Men Have Pelvic Floors Too!

Do you know a man in your life who is struggling with bladder control? Does your husband, father, son, boyfriend dribble in between trips to the bathroom? OR have to urgently find a bathroom?  Or do you yourself find it hard to get your stream started, or completely empty your bladder? Has an important male in your life had changes to pain in his low back, pelvis, or genitals?  Have they had a recent surgery or injury to the abdomen, low back, pelvis, or hip?  All of these symptoms and situations  can be related to the pelvis and pelvic floor.

The first thing most people think of in these cases is the prostate. But the pelvic floor can also be a huge factor.  While women may hear about their pelvic floor from an early age, men rarely have any education regarding this personal area. While there are some differences in anatomy (women have more muscles but in a man there is one muscle which is much larger to compensate), many of the principles of pelvic floor therapy are the same.

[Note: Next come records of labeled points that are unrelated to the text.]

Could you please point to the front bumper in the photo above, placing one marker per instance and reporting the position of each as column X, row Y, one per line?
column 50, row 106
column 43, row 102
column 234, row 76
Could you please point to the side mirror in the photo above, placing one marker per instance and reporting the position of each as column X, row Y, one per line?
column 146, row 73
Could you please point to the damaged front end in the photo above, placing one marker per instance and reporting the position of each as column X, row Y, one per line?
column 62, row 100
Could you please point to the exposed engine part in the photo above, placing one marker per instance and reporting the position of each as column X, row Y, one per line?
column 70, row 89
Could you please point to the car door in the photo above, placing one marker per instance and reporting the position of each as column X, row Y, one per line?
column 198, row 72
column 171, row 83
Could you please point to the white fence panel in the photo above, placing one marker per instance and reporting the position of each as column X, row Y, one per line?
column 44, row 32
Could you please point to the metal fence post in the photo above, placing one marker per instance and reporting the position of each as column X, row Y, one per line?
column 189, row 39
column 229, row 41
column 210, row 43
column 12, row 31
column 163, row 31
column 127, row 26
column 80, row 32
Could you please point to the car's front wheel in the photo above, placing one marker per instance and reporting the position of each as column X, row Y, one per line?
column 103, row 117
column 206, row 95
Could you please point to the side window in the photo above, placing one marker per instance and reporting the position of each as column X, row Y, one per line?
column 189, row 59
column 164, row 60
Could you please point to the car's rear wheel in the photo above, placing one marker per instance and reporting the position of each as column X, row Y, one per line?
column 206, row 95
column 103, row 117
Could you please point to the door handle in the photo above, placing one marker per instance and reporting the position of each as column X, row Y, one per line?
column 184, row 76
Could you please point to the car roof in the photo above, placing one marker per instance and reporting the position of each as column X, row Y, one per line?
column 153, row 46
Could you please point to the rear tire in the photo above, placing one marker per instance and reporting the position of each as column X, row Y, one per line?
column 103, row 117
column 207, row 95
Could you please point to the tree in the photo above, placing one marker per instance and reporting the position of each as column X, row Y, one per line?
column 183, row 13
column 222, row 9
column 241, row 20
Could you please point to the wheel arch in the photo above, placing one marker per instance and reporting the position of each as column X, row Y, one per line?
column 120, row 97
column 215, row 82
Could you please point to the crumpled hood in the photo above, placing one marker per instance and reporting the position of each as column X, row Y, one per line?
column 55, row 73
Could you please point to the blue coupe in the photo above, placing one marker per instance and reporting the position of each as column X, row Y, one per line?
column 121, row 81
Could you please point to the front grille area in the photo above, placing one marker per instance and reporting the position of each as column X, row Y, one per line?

It is common for men who have a prostate procedure to have bladder symptoms.  Many of them will benefit from pelvic floor physiotherapy and education.

Just like women, incontinence can be from a weak pelvic floor, or commonly from an overactive one.  Muscles that just don’t relax enough can stop the bladder from completely emptying, or even getting started.  This can contribute to other issues as that urine is stopped up in a longer urethra, leading to irritation. Muscles which are too weak can result in dribbling in between bathroom visits, urgency or stress incontinence.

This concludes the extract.